Kidney podocytes’ function depends on fingerlike projections (foot processes) that interdigitate with those from neighboring cells to form the glomerular filtration barrier. The integrity of the barrier depends on spatial control of dynamics of actin cytoskeleton in the foot processes. We determined how imbalances in regulation of actin cytoskeletal dynamics could result in pathological morphology. We obtained 3-D electron microscopy images of podocytes and used quantitative features to build dynamical models to investigate how regulation of actin dynamics within foot processes controls local morphology. We find that imbalances in regulation of actin bundling lead to chaotic spatial patterns that could impair the foot process morphology.

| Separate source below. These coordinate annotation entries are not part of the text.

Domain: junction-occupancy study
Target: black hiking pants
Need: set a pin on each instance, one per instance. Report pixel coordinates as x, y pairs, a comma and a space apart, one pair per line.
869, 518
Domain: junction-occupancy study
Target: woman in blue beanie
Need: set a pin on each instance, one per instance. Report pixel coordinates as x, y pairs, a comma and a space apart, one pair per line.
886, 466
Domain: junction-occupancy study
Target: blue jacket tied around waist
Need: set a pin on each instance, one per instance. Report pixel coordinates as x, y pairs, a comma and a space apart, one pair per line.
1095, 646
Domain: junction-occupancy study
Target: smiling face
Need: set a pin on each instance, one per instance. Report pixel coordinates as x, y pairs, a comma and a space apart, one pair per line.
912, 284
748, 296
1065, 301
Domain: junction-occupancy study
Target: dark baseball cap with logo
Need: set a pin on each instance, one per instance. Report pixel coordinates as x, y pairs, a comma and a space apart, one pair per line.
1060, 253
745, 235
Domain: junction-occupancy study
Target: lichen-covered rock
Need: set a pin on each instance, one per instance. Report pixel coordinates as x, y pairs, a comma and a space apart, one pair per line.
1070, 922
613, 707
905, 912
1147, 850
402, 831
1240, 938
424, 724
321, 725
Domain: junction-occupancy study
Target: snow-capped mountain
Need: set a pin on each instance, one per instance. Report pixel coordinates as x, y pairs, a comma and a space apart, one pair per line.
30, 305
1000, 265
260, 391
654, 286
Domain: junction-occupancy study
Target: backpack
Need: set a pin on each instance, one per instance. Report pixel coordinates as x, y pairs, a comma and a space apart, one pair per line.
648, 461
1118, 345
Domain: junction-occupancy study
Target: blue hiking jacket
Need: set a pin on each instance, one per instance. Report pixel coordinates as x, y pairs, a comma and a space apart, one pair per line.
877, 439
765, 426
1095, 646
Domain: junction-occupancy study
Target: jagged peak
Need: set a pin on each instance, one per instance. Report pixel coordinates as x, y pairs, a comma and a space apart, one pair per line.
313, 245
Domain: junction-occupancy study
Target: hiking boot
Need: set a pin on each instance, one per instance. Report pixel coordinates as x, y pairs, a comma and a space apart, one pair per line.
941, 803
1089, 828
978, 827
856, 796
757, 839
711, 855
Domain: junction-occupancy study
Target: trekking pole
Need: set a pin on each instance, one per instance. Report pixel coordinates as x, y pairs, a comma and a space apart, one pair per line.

Simulation results are consistent with experimental observations for cytoskeletal reconfiguration through dysregulated RhoA or Rac1, and they predict compensatory mechanisms for biochemical stability. We conclude that podocyte morphology, optimized for filtration, is intrinsically fragile, whereby local transient biochemical imbalances may lead to permanent morphological changes associated with pathophysiology.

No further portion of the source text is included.